Hippie Inggris ingin jaringan Wi-Fi lokal dimatikan
3 min read
Matikan jaringan Wi-Fi — itu mengganggu chakra kita.
Hal itulah yang dituntut oleh banyak penduduk Glastonbury, sebuah desa abad pertengahan yang indah yang berubah menjadi pusat New Age di Inggris Barat Daya, dari pemerintah setempat.
Sejak jaringan broadband nirkabel kota gratis mulai online pada bulan Mei, masyarakat telah mengeluh tentang hal ini sebuah petisi online katakanlah, “sakit kepala, pusing, mual, kelelahan parah, kabut otak, disorientasi dan kehilangan nafsu makan, kehilangan keseimbangan, ketidakmampuan berkonsentrasi, kehilangan kreativitas” – semua penyakit yang sulit dibuktikan atau disangkal oleh dokter yang memeriksa.
“Tempat ini tidak cocok untuk uji coba Wi-Fi,” kata seorang warga bernama Linda Taylor kepada majalah lokal Fosse Way. “Orang-orang mengeluh sakit kepala, kulit kesemutan, dan gejala lainnya. Ini membuat saya bertanya-tanya apa dampaknya terhadap anak-anak.”
Dianggap oleh banyak orang sebagai tempat pemakaman Raja Arthur yang mistis, populasi Glastonbury sepanjang tahun membengkak dari 9.000 menjadi sekitar 150.000 setiap bulan Juni ketika konser rock tiga hari Festival Glastonbury yang sangat besar mengambil alih lapangan di dekatnya.
“Saya tidak ingin anak saya terkena risiko 24 jam sehari, termasuk di sekolah dasar, yang berada dalam zona Wi-Fi,” kata guru yoga Natalie Fee kepada Telegraph London. “Saya akan gagal dalam tugas saya sebagai orang tua jika saya melakukannya.”
Seorang pria bahkan mulai membuat generator orgone, yang menggunakan kristal, batu semi mulia, dan emas untuk mengeluarkan energi positif guna melawan getaran negatif yang membanjiri kota dari stasiun pangkalan Wi-Fi.

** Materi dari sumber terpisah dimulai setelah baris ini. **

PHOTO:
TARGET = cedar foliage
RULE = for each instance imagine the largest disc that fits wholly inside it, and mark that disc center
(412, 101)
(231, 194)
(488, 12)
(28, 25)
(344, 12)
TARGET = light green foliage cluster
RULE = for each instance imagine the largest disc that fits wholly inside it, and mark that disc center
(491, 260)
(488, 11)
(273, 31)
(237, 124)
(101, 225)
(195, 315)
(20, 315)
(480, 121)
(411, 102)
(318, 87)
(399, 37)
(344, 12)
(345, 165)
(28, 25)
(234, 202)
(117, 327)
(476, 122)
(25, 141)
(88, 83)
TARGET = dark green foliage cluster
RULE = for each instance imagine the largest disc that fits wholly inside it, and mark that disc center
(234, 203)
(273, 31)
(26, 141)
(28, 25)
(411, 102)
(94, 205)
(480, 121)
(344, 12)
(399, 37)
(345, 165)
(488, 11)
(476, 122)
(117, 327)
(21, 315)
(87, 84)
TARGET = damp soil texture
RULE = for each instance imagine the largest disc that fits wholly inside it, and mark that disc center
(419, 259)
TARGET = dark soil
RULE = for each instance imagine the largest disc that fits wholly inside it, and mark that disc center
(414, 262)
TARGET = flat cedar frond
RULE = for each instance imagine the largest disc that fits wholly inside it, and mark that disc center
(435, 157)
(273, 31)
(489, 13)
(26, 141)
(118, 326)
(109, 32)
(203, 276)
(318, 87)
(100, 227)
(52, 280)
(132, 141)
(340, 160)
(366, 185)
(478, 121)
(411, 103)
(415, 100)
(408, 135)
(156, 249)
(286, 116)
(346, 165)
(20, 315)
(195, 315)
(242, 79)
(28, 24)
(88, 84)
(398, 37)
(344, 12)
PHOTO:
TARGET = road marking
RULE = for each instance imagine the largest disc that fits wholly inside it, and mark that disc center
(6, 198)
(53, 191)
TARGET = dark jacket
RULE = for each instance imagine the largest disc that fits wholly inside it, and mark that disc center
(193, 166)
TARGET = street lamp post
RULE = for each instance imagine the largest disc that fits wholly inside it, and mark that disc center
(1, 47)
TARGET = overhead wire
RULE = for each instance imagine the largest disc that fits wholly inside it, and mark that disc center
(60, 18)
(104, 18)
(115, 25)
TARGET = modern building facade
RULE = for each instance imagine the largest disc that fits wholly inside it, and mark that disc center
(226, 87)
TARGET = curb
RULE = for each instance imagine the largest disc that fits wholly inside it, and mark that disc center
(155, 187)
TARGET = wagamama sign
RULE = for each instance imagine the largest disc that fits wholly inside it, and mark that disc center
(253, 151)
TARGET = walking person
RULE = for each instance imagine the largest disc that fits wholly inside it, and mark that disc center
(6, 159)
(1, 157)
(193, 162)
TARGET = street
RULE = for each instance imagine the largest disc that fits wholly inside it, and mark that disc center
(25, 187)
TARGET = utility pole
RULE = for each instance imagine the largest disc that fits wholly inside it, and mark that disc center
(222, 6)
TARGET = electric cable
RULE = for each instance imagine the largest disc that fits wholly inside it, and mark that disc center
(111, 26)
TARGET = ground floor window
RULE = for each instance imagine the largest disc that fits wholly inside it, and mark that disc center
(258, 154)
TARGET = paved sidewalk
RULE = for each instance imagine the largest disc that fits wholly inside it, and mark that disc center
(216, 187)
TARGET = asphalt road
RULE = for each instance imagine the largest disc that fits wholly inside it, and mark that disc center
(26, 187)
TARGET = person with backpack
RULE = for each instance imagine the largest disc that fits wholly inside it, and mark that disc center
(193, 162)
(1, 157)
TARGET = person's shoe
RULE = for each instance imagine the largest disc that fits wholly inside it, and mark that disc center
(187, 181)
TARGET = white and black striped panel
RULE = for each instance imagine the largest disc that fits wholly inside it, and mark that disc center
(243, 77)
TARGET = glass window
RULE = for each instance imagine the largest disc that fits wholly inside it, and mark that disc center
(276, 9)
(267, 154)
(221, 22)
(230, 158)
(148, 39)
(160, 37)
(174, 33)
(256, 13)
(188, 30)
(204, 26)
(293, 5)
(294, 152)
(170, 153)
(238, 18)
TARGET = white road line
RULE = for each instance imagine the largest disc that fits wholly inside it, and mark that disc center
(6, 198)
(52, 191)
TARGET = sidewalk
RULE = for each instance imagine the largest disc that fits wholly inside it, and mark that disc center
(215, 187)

“Saya memberikan sejumlah generator ke toko-toko di High Street dan menyembunyikan yang lain di semak-semak dekat antena. Dengan begitu Anda dapat mengembalikan keseimbangannya,” kata Matt Todd kepada Telegraph. “Ilmu pengetahuan belum benar-benar menjadi arus utama karena pemerintah tidak akan membuat keputusan yang akan mempengaruhi bisnis besar, bahkan jika itu menyangkut kesehatan semua orang.”
Todd mengatakan jaringan Wi-Fi melemahkan garis ley, yang dianggap sebagai jaringan energi tak kasat mata yang mengalir melalui lanskap yang diyakini sangat disadari oleh para Druid dan orang Inggris kuno lainnya.
Penghuni Glastonburi lainnya mengatakan tingkat melatonin mereka, hormon yang mengatur tidur dan dianggap sebagai obat mujarab bagi kesehatan alami, telah benar-benar rusak sejak jaringan Wi-Fi mulai beroperasi.
“Gelombang gelombang mikro yang berdenyut memberikan informasi palsu ke kelenjar pineal,” kata Jacqui Roberts kepada Western Daily Press. “Melatonin melawan radikal bebas dan sel penghasil kanker.”
The Telegraph telah melacak seorang ahli fisika yang mengatakan bahwa ancaman terhadap kesehatan memang bisa disebut sebagai pupuk alami.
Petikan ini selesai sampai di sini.